4. En second lieu, Mme A… demande au juge des référés d’enjoindre au rectorat de l’académie de Paris de « justifier des conditions de traitement » du pli confidentiel adressé aux médecins du conseil médical et de lui adresser la confirmation de la transmission du pli confidentiel aux seuls médecins membres du conseil médical, assortie de la garantie qu’il n’a fait l’objet d’aucune ouverture préalable et également de ne pas soumettre au conseil médical « l’additif aux conclusions administratives » établi le 17 février 20236 par l’expert médical désigné. La requérante fait notamment valoir que ces mesures sont utiles pour l’exercice effectif de ses droits de la défense ainsi que pour garantir le respect du principe du contradictoire et du secret médical dans le cadre de la procédure en cours devant le conseil médical, toutefois il n’appartient pas au juge des référés statuant sur le fondement de l’article L. 521-3 du code de justice administrative de rechercher le caractère utile de la mesure sollicité dans l’appréciation d’un prétendu risque d’irrégularité d’une procédure qui n’est pas encore achevée et qui pourrait faire l’objet d’une contestation sérieuse. S’il est utile pour l’intéressée d’obtenir en urgence des éléments d’information pour soutenir ses intérêts devant une commission dont la réunion est imminente, il n’en va pas de même pour recueillir à l’avance et de façon indéterminée des éléments au soutien d’une éventuelle contestation ultérieure de la régularité de la procédure en cours. En tout état de cause, Mme A… pourra, si elle s’y croit fondée, contester les éventuelles irrégularités affectant la procédure à l’appui d’un recours pour excès de pouvoir dirigée contre la décision prise par le conseil médical à l’issue de la séance du 13 avril 2026. Il s’ensuit que les mesures sollicitées par la requérante ne présentent pas, en l’espèce, de caractère utile.
5. Il résulte de tout ce qui précède que la requête de Mme A… ne peut qu’être rejetée, en application de la procédure prévue à l’article L. 522-3 du code de justice administrative.
O R D O N N E :
Article 1er : La requête de Mme A… est rejetée.
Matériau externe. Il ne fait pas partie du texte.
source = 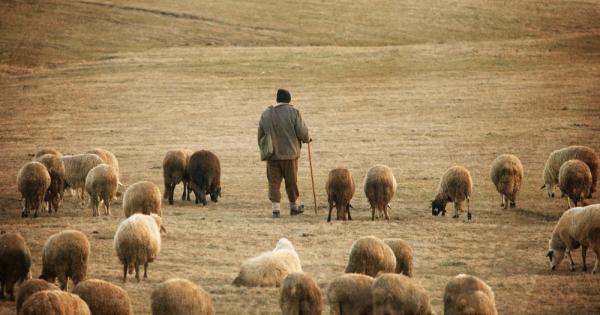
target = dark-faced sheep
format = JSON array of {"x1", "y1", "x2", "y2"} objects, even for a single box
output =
[
  {"x1": 73, "y1": 279, "x2": 133, "y2": 315},
  {"x1": 150, "y1": 278, "x2": 215, "y2": 315},
  {"x1": 431, "y1": 166, "x2": 473, "y2": 220},
  {"x1": 558, "y1": 160, "x2": 592, "y2": 208},
  {"x1": 363, "y1": 165, "x2": 397, "y2": 221},
  {"x1": 188, "y1": 150, "x2": 221, "y2": 206},
  {"x1": 279, "y1": 272, "x2": 323, "y2": 315},
  {"x1": 490, "y1": 154, "x2": 523, "y2": 209},
  {"x1": 17, "y1": 162, "x2": 51, "y2": 217},
  {"x1": 0, "y1": 233, "x2": 31, "y2": 301},
  {"x1": 542, "y1": 145, "x2": 600, "y2": 198},
  {"x1": 40, "y1": 230, "x2": 90, "y2": 291},
  {"x1": 325, "y1": 168, "x2": 355, "y2": 222},
  {"x1": 444, "y1": 274, "x2": 498, "y2": 315},
  {"x1": 345, "y1": 236, "x2": 396, "y2": 277}
]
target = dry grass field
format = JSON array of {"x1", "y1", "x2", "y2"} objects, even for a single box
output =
[{"x1": 0, "y1": 0, "x2": 600, "y2": 315}]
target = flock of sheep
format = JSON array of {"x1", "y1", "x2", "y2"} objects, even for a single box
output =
[{"x1": 0, "y1": 146, "x2": 600, "y2": 315}]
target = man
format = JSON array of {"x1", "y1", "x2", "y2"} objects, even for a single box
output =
[{"x1": 258, "y1": 89, "x2": 312, "y2": 218}]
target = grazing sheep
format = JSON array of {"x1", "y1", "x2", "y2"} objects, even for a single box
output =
[
  {"x1": 431, "y1": 166, "x2": 473, "y2": 220},
  {"x1": 19, "y1": 290, "x2": 91, "y2": 315},
  {"x1": 114, "y1": 213, "x2": 164, "y2": 282},
  {"x1": 558, "y1": 160, "x2": 592, "y2": 208},
  {"x1": 327, "y1": 273, "x2": 375, "y2": 315},
  {"x1": 85, "y1": 164, "x2": 119, "y2": 217},
  {"x1": 346, "y1": 236, "x2": 396, "y2": 277},
  {"x1": 383, "y1": 238, "x2": 413, "y2": 277},
  {"x1": 17, "y1": 279, "x2": 60, "y2": 314},
  {"x1": 150, "y1": 278, "x2": 215, "y2": 315},
  {"x1": 279, "y1": 272, "x2": 323, "y2": 315},
  {"x1": 371, "y1": 273, "x2": 435, "y2": 315},
  {"x1": 444, "y1": 274, "x2": 498, "y2": 315},
  {"x1": 17, "y1": 161, "x2": 51, "y2": 218},
  {"x1": 363, "y1": 165, "x2": 397, "y2": 221},
  {"x1": 187, "y1": 150, "x2": 221, "y2": 206},
  {"x1": 325, "y1": 168, "x2": 355, "y2": 222},
  {"x1": 40, "y1": 230, "x2": 90, "y2": 291},
  {"x1": 0, "y1": 233, "x2": 31, "y2": 301},
  {"x1": 73, "y1": 279, "x2": 133, "y2": 315},
  {"x1": 233, "y1": 238, "x2": 302, "y2": 287},
  {"x1": 541, "y1": 146, "x2": 600, "y2": 198},
  {"x1": 490, "y1": 154, "x2": 523, "y2": 209},
  {"x1": 123, "y1": 181, "x2": 162, "y2": 218},
  {"x1": 546, "y1": 204, "x2": 600, "y2": 273}
]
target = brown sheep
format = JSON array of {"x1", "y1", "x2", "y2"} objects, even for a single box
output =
[
  {"x1": 325, "y1": 168, "x2": 355, "y2": 222},
  {"x1": 17, "y1": 162, "x2": 51, "y2": 218},
  {"x1": 0, "y1": 233, "x2": 31, "y2": 301},
  {"x1": 188, "y1": 150, "x2": 221, "y2": 206}
]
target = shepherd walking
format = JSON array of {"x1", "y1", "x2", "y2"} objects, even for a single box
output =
[{"x1": 258, "y1": 89, "x2": 312, "y2": 218}]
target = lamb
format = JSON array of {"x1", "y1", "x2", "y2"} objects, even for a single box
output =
[
  {"x1": 114, "y1": 213, "x2": 164, "y2": 282},
  {"x1": 444, "y1": 274, "x2": 498, "y2": 315},
  {"x1": 541, "y1": 146, "x2": 600, "y2": 198},
  {"x1": 19, "y1": 290, "x2": 91, "y2": 315},
  {"x1": 325, "y1": 168, "x2": 355, "y2": 222},
  {"x1": 371, "y1": 273, "x2": 435, "y2": 315},
  {"x1": 383, "y1": 238, "x2": 413, "y2": 277},
  {"x1": 17, "y1": 161, "x2": 51, "y2": 218},
  {"x1": 346, "y1": 236, "x2": 396, "y2": 277},
  {"x1": 0, "y1": 233, "x2": 31, "y2": 301},
  {"x1": 431, "y1": 166, "x2": 473, "y2": 220},
  {"x1": 150, "y1": 278, "x2": 215, "y2": 315},
  {"x1": 546, "y1": 204, "x2": 600, "y2": 273},
  {"x1": 558, "y1": 160, "x2": 592, "y2": 208},
  {"x1": 123, "y1": 181, "x2": 162, "y2": 218},
  {"x1": 279, "y1": 272, "x2": 323, "y2": 315},
  {"x1": 187, "y1": 150, "x2": 221, "y2": 206},
  {"x1": 17, "y1": 279, "x2": 60, "y2": 314},
  {"x1": 363, "y1": 165, "x2": 397, "y2": 221},
  {"x1": 327, "y1": 273, "x2": 375, "y2": 315},
  {"x1": 40, "y1": 230, "x2": 90, "y2": 291},
  {"x1": 233, "y1": 238, "x2": 302, "y2": 287},
  {"x1": 490, "y1": 154, "x2": 523, "y2": 209},
  {"x1": 73, "y1": 279, "x2": 133, "y2": 315}
]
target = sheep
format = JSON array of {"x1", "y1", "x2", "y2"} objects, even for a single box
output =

Article 2 : La présente ordonnance sera notifiée à Mme B… A….
Copie en sera adressée au recteur de l’académie de Paris.
Fait à Paris, le 26 mars 2026.
Le juge des référés,
Signé
L. GROS
La République mande et ordonne au ministre de l’éducation nationale en ce qui le concerne, ou à tous commissaires de justice à ce requis en ce qui concerne les voies de droit commun contre les parties privées, de pourvoir à l’exécution de la présente ordonnance.